CDX2 offered less technology handholding and more focus on specific topics and issues relevant to both sectors.

If there was anything to be frustrated about, it was the decision to multitrack so many discussions with clever but fuzzy descriptions of the content. The first day was set aside for workshops, but those proved to be misnamed presentations and panel discussions followed by Q&A sessions.

The key issues for entrepreneurs were the words that have risen to the fore in today’s discussions about corporate use of online media; analytics, return on investment and engagement.
Early on day two of CDX2, the digital conference’s big day, Caribbean Ideas parted the curtains on a research project the company has commissioned from Sacoda Services that will tabulate some hard numbers on Internet use in Trinidad and Tobago.

Sacoda’s Wendy Rocke described a poll that’s focused on the digital habits and practices of young people between the ages of 16 and 45, with a special emphasis on responders in the 16-24 and 25-34 age groups.
Some of the early results aren’t surprising. Rocke revealed that 94 per cent of users in the 16-45 age group were on Facebook, with Twitter and YouTube coming in a distant second with 32 per cent and 30 per cent of users signing up for those services.

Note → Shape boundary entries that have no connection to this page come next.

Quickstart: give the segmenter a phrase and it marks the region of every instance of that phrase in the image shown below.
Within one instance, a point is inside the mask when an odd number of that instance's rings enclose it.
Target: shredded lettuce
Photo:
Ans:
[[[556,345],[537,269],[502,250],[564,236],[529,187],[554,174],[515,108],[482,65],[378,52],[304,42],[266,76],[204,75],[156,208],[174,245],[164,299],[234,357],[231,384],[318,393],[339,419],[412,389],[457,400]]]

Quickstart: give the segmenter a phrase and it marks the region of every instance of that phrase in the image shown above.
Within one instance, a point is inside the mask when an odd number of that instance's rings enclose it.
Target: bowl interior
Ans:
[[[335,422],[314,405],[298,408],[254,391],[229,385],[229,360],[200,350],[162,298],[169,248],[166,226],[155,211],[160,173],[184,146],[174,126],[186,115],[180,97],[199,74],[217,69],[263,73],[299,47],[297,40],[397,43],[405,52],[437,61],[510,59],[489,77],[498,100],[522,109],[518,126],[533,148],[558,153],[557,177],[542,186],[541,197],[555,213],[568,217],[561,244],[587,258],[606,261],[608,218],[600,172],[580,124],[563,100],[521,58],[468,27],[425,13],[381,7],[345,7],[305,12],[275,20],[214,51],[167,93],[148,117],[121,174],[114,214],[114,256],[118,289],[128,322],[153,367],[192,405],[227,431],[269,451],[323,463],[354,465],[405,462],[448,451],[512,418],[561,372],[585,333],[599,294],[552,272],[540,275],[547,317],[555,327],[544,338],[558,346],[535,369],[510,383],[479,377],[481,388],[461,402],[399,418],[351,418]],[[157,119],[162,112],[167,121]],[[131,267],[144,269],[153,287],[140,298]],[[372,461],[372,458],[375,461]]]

Instagram at 9 percent and Pinterest at 1.7 percent trailed the social media hit parade.

More surprising was the finding that among 16-24 year-old respondents, 21 percent spent 11-20 hours online per week, 16 percent reported online activity clocking between 21-30 hours and 28 per cent were online for 31 hours or more.
Even such startling numbers paled next to those offered by YouTube’s Kathryn Friedrich who reported that the video aggregation website was clocking four billion views per day.

Friedrich offered very specific advice to advertisers in the audience looking to improve the performance of their online videos.
“Orchestrate,” urged YouTube’s Head of Video Strategy.
“Make sure that all your advertising is going to the same place and orchestrate participation.”
Friedrich urged advertisers hoping to leverage the popular platform to “link videos to the real world” demonstrating videos that sparked discussion, sharing and planned participation in events and games, and to tap into the zeitgeist, aligning such video releases with what’s currently interesting and popular.

At a break out session, The Fast & The Furious, Miles Abraham of Simply Intense Media a well-known local developer of software for social media platforms, described the current challenge facing local developers as the “now what factor.”
“You have a website, you have a Facebook page,” said Abraham, “what’s next?”
“The big thing now is getting company ready to act on these platforms.”

“GPS is also becoming big. Location based marketing, being able to push a message that’s relevant to a space is increasingly important.”
For its intended audience, CDX2 offered a revelation of riches, assessments of current digital strategy and tips aplenty for companies keen to make an impact online.